Being a little over the whole mass of vampire books that seem to have spewed forth recently, I was skeptical about what this one would be like and did not have high expectations or hopes. 

I was pleasantly surprised once I started reading it. I like Lenah. She isn't the standard frail, naive female protagonist that has been showing up in paranormal. She has experiences and regrets and sorrows which made her quite the opposite of naive, and she is smart. Yet she'd never experienced being a normal teenager. I find her character to be intriguing - a ruthless vampire trying to regain her humanity. 


The writing is not bad, and the dialogue is believable for the most part. There is one scene in particular, though, in which the conversation is too presumptuous and cliché for me, but other than making me roll my eyes it didn't take too much away from my interest in the story. Infinite Days is written in first person past, so it is though Lenah is telling the reader her story. The style feels consistent with what I would expect to hear if Lenah were actually sitting here telling it to me.

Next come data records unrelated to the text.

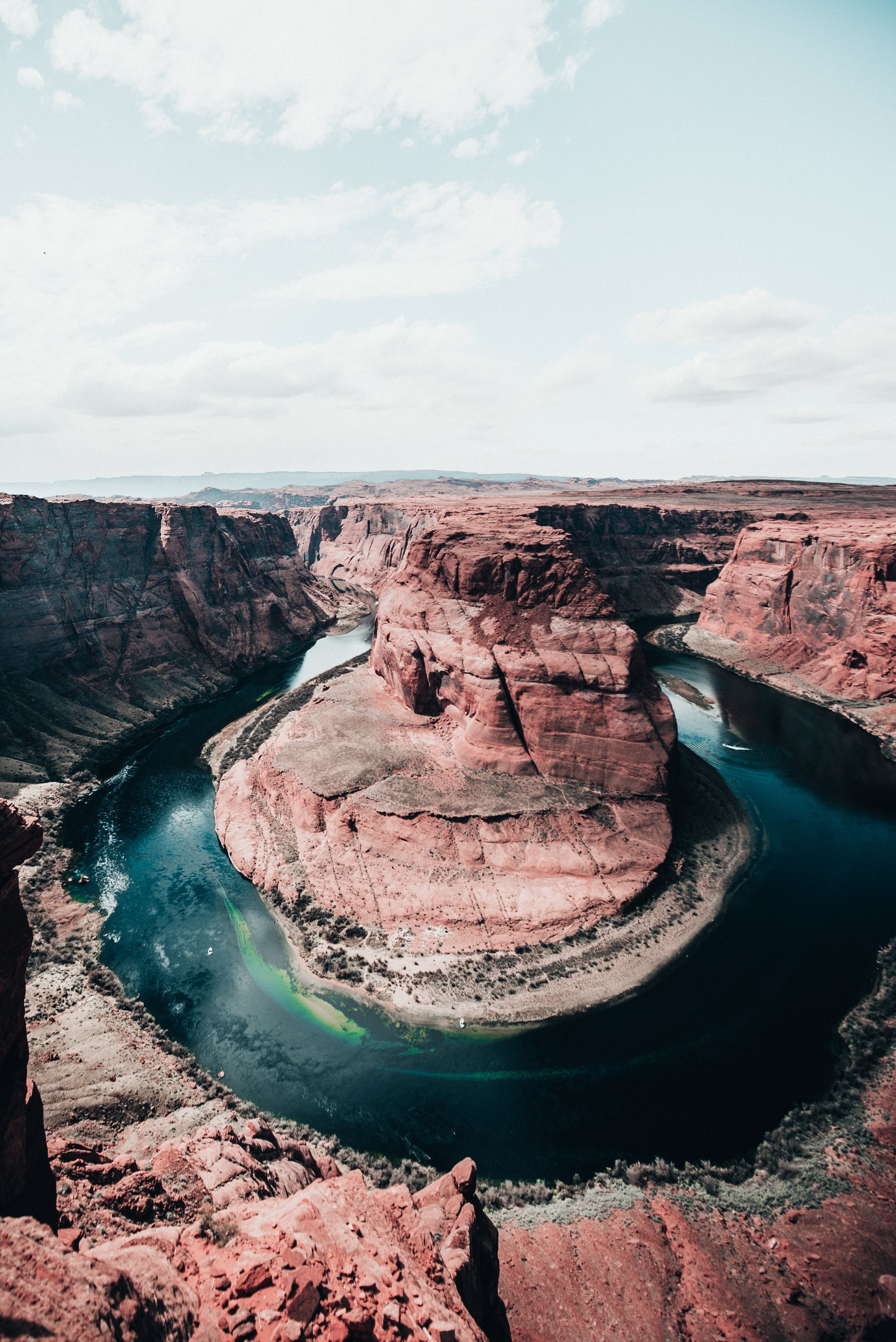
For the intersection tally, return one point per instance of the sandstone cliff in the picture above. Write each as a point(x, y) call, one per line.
point(26, 1181)
point(648, 559)
point(816, 598)
point(500, 780)
point(811, 610)
point(117, 615)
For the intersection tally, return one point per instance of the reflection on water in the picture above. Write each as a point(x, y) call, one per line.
point(698, 1066)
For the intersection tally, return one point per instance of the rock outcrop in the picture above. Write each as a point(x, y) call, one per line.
point(816, 598)
point(27, 1187)
point(502, 776)
point(360, 544)
point(648, 559)
point(120, 615)
point(242, 1234)
point(811, 610)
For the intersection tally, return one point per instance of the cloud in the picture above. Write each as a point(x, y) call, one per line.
point(524, 155)
point(423, 367)
point(30, 78)
point(475, 148)
point(304, 73)
point(731, 317)
point(856, 362)
point(68, 265)
point(449, 239)
point(574, 372)
point(597, 12)
point(19, 16)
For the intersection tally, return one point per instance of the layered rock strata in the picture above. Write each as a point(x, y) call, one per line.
point(501, 779)
point(117, 615)
point(648, 559)
point(811, 610)
point(26, 1180)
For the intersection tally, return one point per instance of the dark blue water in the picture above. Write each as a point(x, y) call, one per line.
point(698, 1066)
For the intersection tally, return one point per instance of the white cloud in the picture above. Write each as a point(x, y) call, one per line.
point(730, 317)
point(477, 148)
point(450, 238)
point(66, 101)
point(156, 119)
point(573, 372)
point(856, 362)
point(599, 11)
point(399, 366)
point(30, 78)
point(68, 265)
point(19, 16)
point(318, 70)
point(517, 160)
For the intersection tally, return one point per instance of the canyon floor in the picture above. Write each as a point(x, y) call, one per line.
point(185, 1214)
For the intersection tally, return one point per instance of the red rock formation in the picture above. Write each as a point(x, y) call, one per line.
point(358, 544)
point(26, 1181)
point(119, 614)
point(517, 643)
point(501, 779)
point(327, 1257)
point(815, 598)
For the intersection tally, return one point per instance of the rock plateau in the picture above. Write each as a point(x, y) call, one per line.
point(501, 777)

There are some choices that the author makes in the last parts of the book that I like because they are difficult. Some people may not like them, but I do (the end in particular). There is one, though, that I thought was a little convenient (in the form of a "gift") and was too deus ex machina for me, but in this I am perhaps being overly picky, because I don't feel like it ruined anything necessarily, only that it was too easy for me to like as much as I would have if it had been more complicated. This book is the first in a trilogy, and it did leave me interested in reading the second one, curious to see what is coming. After the way that this one ends I don't have much of an idea as to what could possibly come next.